Publié le 07 décembre 2013 par Copeau @Contrepoints
Actualité

La foi de Nelson Mandela

Publié Par Guy Sorman, le 7 décembre 2013 dans Afrique

L’itinéraire de Mandela fut dicté par sa foi chrétienne, un cheminement qui le conduisit de la violence à la rédemption.

Par Guy Sorman.

Nelson Mandela

Nelson Mandela eut plusieurs vies : militant communiste, prisonnier pacifiste, Président charismatique. Il fut aussi le seul récipiendaire du Prix Nobel de la Paix à recevoir au préalable le Prix Lénine, puis la Médaille de la liberté, la plus haute distinction américaine. Quel fil rouge a bien pu relier toutes ses vies successives et d’apparence quelque peu contradictoire ? On risquera ici une hypothèse que confirmeraient certainement ses geôliers, puis les Afrikaners qui négocièrent avec lui la fin de l’apartheid : l’itinéraire de Mandela fut dicté par sa foi chrétienne, un cheminement qui le conduisit de la violence à la rédemption.
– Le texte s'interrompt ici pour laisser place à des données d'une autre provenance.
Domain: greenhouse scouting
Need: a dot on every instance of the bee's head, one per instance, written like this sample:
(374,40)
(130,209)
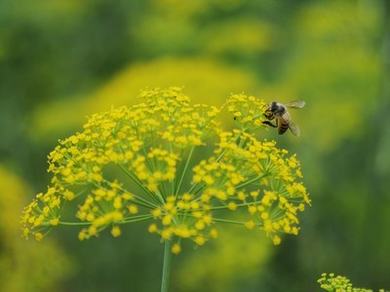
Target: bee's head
(277,108)
(274,106)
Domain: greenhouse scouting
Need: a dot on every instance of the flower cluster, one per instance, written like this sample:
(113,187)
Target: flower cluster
(170,162)
(332,283)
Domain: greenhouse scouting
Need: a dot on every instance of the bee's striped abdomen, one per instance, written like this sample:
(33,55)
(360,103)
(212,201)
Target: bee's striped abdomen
(283,126)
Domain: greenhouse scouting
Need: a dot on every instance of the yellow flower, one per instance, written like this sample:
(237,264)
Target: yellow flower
(176,248)
(116,231)
(157,147)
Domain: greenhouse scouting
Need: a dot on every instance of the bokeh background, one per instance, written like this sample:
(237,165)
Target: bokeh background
(61,60)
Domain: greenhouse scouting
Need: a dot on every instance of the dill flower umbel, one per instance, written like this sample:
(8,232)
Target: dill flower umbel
(170,162)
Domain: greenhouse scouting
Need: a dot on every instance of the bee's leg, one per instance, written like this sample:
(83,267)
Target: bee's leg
(268,123)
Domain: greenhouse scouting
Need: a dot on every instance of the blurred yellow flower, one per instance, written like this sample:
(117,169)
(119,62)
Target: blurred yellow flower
(204,79)
(154,145)
(25,266)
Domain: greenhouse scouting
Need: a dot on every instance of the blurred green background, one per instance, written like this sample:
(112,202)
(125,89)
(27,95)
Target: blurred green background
(61,60)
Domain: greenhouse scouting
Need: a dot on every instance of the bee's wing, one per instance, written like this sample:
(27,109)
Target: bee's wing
(296,104)
(294,129)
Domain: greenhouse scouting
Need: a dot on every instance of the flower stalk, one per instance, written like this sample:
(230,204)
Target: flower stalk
(166,266)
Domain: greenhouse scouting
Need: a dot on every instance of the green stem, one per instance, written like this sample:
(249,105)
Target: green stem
(166,266)
(184,171)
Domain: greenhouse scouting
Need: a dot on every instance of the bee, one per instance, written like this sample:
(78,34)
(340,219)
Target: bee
(278,112)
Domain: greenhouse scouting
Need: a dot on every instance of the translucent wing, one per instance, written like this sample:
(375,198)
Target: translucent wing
(294,129)
(296,104)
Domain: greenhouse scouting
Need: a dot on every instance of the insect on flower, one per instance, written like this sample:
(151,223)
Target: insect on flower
(278,112)
(148,162)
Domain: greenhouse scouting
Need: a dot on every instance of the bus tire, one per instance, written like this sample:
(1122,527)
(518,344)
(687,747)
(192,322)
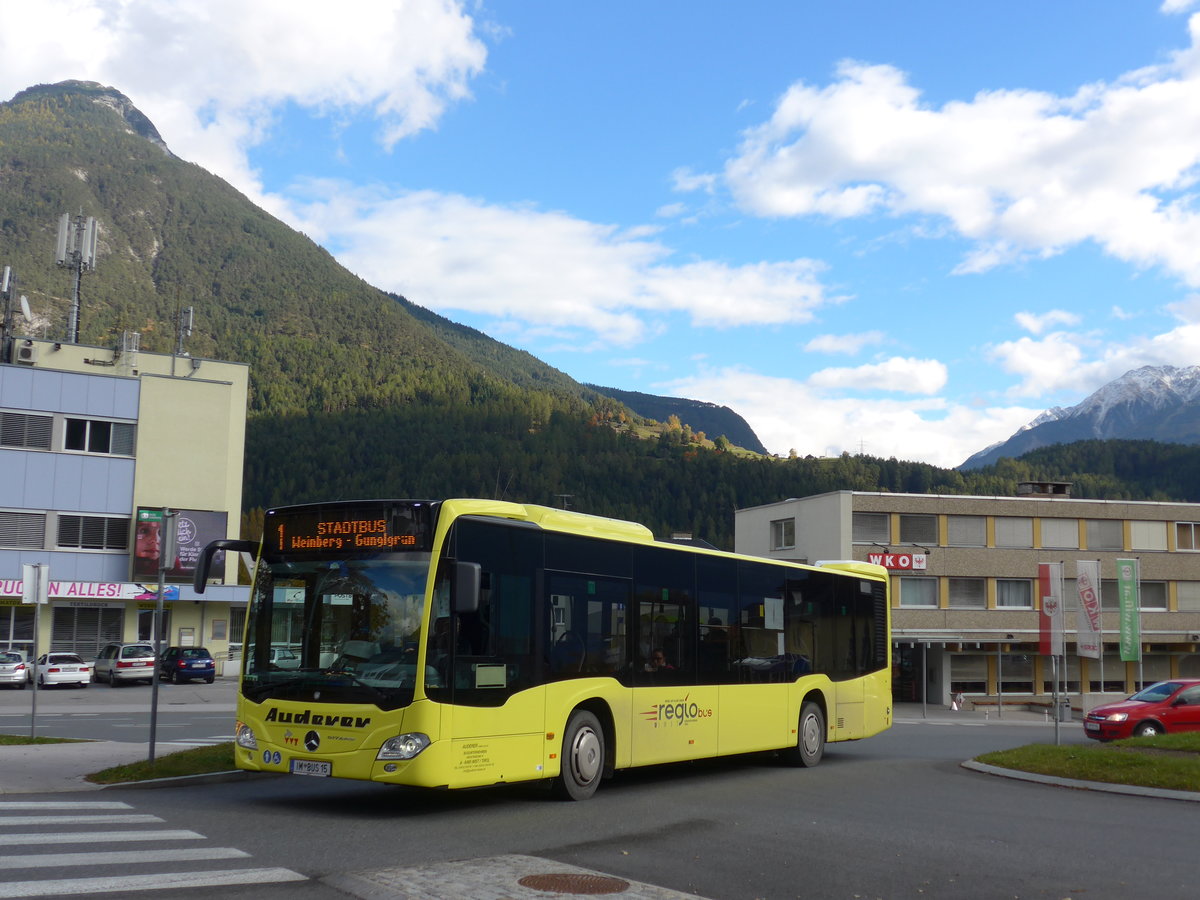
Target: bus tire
(809,737)
(582,757)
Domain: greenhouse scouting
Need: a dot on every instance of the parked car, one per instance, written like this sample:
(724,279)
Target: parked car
(12,669)
(1161,708)
(60,669)
(124,663)
(183,664)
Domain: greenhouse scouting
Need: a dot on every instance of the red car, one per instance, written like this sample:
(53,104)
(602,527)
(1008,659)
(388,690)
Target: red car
(1161,708)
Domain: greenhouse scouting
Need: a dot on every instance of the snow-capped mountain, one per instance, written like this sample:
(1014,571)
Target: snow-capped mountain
(1147,403)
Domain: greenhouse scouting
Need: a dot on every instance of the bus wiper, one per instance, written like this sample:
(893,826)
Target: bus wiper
(358,682)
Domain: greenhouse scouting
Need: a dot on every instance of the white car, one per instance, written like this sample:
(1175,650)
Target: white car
(12,669)
(60,669)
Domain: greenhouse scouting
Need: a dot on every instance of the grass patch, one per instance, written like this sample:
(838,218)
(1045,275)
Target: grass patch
(197,761)
(17,739)
(1169,761)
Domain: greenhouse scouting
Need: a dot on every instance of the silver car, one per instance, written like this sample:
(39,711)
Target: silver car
(124,663)
(13,670)
(60,669)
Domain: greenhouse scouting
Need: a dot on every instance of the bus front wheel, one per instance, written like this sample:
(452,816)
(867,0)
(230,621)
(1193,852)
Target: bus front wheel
(810,737)
(582,757)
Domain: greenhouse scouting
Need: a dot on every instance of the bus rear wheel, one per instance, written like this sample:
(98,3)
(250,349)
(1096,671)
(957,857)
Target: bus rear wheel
(582,757)
(810,737)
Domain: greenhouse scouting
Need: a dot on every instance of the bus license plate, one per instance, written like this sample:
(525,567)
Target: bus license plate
(312,767)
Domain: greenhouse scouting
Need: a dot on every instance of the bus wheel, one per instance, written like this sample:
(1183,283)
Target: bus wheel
(810,741)
(582,757)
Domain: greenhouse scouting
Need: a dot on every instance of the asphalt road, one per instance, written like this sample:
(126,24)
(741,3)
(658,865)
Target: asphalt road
(894,816)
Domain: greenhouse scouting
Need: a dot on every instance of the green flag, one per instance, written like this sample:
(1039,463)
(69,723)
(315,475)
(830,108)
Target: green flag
(1131,610)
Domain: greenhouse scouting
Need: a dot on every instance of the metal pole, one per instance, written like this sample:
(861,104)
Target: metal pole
(166,561)
(1000,681)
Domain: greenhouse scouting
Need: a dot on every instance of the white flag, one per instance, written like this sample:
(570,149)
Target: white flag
(1087,616)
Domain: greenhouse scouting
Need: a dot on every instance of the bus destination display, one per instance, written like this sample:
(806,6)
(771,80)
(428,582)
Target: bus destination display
(347,531)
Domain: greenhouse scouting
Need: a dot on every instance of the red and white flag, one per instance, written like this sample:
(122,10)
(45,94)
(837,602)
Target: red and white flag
(1087,616)
(1050,619)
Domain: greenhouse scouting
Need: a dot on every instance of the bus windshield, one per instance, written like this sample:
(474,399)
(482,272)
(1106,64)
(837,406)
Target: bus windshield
(336,631)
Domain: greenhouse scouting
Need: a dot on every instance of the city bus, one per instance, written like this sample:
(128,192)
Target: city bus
(467,642)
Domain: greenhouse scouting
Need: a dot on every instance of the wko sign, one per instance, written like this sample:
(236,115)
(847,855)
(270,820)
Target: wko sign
(899,562)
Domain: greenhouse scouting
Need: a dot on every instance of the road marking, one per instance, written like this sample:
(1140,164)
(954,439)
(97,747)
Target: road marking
(13,840)
(148,882)
(43,861)
(63,804)
(133,819)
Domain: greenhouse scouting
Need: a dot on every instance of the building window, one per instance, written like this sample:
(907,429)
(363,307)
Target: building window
(25,531)
(1152,594)
(918,592)
(1188,595)
(1060,533)
(95,436)
(871,528)
(1105,534)
(783,534)
(918,529)
(31,432)
(1014,594)
(1014,532)
(966,531)
(94,532)
(1147,535)
(1187,535)
(969,593)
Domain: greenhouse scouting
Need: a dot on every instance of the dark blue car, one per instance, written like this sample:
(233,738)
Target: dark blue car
(184,664)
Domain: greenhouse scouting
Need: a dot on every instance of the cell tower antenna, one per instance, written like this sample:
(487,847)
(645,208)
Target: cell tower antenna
(76,250)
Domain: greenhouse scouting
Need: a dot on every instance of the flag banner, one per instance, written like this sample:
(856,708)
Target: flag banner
(1131,610)
(1050,619)
(1087,616)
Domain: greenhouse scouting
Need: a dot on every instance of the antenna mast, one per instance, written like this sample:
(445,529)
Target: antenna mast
(77,252)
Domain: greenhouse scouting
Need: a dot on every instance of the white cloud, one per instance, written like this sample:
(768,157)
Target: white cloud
(1036,324)
(1065,361)
(898,375)
(213,73)
(1018,172)
(847,345)
(929,430)
(546,269)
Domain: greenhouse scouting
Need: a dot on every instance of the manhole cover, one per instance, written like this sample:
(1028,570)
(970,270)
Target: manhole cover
(571,883)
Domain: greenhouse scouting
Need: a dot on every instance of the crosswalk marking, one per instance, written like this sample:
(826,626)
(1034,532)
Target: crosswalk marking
(25,821)
(46,861)
(147,882)
(15,840)
(87,815)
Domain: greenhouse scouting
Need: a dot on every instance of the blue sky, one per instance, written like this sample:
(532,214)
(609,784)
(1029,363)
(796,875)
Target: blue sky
(899,228)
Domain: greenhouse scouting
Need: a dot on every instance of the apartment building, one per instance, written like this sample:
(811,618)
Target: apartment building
(95,444)
(964,571)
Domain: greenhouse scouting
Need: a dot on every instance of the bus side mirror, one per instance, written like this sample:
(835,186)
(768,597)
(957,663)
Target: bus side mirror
(467,581)
(201,577)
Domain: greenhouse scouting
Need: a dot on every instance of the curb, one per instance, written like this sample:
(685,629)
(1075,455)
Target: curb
(209,778)
(1104,786)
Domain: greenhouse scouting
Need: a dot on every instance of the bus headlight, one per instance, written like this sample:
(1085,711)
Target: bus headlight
(403,747)
(245,737)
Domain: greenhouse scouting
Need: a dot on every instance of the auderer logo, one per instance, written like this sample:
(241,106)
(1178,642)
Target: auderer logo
(309,718)
(678,712)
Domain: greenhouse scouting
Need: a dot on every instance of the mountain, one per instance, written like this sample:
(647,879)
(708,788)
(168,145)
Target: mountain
(709,418)
(1152,402)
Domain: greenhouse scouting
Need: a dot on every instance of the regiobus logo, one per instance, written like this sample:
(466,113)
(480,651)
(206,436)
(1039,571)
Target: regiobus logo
(676,712)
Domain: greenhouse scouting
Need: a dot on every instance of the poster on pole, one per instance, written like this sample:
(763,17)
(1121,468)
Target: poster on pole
(1050,618)
(1087,613)
(1131,610)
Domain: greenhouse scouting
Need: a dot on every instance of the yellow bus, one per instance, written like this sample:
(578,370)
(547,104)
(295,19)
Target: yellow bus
(461,643)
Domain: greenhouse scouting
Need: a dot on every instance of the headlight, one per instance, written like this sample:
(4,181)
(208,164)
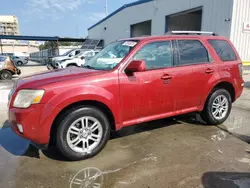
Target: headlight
(26,97)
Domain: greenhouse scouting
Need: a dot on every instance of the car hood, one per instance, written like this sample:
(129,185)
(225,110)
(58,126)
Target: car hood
(58,58)
(59,75)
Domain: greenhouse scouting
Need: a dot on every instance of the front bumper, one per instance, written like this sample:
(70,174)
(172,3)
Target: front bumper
(52,66)
(36,122)
(18,71)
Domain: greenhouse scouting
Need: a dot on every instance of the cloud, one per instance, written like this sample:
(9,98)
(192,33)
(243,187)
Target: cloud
(96,16)
(58,5)
(53,9)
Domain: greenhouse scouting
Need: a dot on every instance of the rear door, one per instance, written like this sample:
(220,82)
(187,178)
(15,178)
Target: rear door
(146,94)
(229,62)
(192,75)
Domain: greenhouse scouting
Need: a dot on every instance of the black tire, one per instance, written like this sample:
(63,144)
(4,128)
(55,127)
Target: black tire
(207,114)
(19,63)
(71,116)
(5,75)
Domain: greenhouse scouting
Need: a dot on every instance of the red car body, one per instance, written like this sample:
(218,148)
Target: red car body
(128,100)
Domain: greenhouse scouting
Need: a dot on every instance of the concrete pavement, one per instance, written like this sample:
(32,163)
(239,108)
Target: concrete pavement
(174,153)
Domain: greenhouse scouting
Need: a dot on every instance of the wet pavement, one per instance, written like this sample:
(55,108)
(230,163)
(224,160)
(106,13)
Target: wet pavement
(174,152)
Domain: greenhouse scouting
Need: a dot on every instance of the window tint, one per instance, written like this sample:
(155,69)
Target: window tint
(77,52)
(156,55)
(2,58)
(192,52)
(223,50)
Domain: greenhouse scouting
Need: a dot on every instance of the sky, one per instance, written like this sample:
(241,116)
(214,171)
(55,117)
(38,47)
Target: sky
(63,18)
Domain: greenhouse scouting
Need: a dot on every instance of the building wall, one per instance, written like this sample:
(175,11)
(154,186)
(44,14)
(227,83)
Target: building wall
(241,40)
(215,12)
(8,48)
(177,22)
(9,25)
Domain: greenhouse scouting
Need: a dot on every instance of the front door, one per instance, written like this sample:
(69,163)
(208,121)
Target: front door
(148,93)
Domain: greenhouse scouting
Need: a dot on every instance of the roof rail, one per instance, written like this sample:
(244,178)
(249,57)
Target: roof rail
(191,33)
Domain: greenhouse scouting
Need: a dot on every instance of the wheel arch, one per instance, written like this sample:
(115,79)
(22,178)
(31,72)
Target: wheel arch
(74,64)
(92,103)
(12,73)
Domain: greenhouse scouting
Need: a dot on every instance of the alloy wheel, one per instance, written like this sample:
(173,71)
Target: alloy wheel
(84,134)
(220,107)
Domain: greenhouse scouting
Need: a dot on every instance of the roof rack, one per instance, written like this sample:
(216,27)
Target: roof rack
(191,33)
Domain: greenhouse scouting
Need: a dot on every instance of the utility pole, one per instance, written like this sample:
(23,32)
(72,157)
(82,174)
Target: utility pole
(106,7)
(1,46)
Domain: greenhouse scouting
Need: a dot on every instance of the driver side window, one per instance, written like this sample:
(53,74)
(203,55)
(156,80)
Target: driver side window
(156,55)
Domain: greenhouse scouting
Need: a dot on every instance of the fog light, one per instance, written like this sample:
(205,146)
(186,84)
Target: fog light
(20,128)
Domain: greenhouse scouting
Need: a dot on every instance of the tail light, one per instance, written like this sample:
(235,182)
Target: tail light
(241,70)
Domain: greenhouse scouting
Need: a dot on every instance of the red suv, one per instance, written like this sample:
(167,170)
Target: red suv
(129,82)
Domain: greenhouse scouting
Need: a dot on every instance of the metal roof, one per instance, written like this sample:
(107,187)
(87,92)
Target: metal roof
(41,38)
(120,9)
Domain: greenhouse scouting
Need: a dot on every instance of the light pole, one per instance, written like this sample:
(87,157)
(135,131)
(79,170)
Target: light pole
(106,7)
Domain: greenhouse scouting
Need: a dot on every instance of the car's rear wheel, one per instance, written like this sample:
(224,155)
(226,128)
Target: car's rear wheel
(217,108)
(5,75)
(82,133)
(19,63)
(71,66)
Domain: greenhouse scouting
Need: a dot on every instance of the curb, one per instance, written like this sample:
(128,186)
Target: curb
(4,95)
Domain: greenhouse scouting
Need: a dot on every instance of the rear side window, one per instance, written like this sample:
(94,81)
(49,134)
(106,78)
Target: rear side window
(223,50)
(157,55)
(192,52)
(2,58)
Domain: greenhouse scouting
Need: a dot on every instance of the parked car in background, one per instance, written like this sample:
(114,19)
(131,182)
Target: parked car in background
(130,81)
(68,55)
(7,54)
(20,60)
(7,68)
(77,61)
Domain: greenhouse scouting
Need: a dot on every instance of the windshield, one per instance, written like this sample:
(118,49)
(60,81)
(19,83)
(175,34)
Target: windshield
(111,55)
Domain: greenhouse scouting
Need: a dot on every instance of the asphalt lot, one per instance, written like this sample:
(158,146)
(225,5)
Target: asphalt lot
(174,152)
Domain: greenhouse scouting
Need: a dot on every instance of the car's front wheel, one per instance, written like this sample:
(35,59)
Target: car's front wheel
(19,63)
(82,133)
(217,108)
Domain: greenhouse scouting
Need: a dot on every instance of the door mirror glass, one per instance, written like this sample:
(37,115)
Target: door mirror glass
(136,66)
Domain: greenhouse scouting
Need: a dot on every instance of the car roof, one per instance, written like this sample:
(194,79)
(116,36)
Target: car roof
(145,38)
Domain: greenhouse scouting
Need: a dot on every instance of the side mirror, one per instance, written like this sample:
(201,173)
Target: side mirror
(136,66)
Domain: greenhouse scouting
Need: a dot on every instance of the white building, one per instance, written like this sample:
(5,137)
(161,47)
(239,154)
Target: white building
(230,18)
(9,25)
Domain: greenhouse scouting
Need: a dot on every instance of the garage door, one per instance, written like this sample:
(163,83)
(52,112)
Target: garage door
(141,29)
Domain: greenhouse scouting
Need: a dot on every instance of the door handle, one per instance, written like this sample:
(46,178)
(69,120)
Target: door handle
(209,71)
(166,77)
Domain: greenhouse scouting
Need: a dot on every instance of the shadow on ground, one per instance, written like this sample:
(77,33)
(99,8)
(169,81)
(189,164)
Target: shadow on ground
(21,147)
(33,65)
(14,144)
(226,180)
(54,154)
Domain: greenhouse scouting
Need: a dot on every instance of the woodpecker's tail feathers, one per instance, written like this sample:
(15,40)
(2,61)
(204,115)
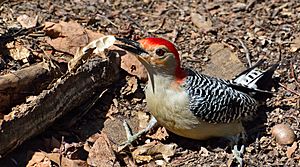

Mandela chrétien ? J’acquis cette conviction lors d’une unique rencontre à Johannesburg en 1992 : le rayonnement de Mandela, auquel tous ses interlocuteurs furent sensibles, me parut d’ordre mystique plus que politique. Mandela, bien entendu, était chrétien ainsi que la plupart des Sud-Africains, quelle que soit la couleur de leur peau. Les pionniers Afrikaners, qui avaient fondé ce pays, se percevaient comme une tribu d’Israël en exil : ils étaient et ils restent conditionnés par leur lecture assidue de l’Ancien Testament. C’est avant tout cet Évangélisme-là qu’ils ont répandu en Afrique du Sud. La réconciliation entre le mouvement national africain, l’ANC, inspiré plus que présidé par Nelson Mandela, avec Frederik de Klerk, le Président sud-africain jusqu’en 1991, fut sans conteste possible un acte de foi partagé entre deux hommes appartenant à une même confession chrétienne. Le blocus économique du pays par l’Occident a contribué à la fin de l’apartheid mais ne l’a pas déterminé : ce n’est pas le boycott des oranges sud-africaines par les consommateurs européens et américains qui eut raison de l’apartheid, mais le Christ ou plus exactement, la croyance en Lui.

La foi aussi explique et elle éclaire le chemin qui a conduit Mandela du communisme à la démocratie libérale et de l’action violente à la réconciliation pacifique. Rappelons qu’en 1962, Mandela fut condamné à la prison à perpétuité pour avoir organisé des attaques à la bombe contre des postes de police, laissant plusieurs victimes dans leur sillage : Mandela fut condamné pour un crime bien réel. L’ANC, à l’époque où Mandela y occupait une fonction éminente mais pas majeure, était une branche du Mouvement communiste international ; avec le soutien de l’Union soviétique, elle préconisait la violence révolutionnaire. L’incarcération de Mandela fut politiquement injuste, mais elle était légalement fondée : ce que lui-même n’a jamais nié. En prison, il cessa de croire en la Révolution et au communisme. Fut-ce parce que l’URSS s’effondrait, ce que les adversaires de Mandela ont cru à l’époque ? Ou au terme de sa méditation personnelle ? On penchera pour la méditation : la cellule de Mandela à Robben Island, encombrée de ses livres et de ses manuscrits, fut monacale autant que carcérale.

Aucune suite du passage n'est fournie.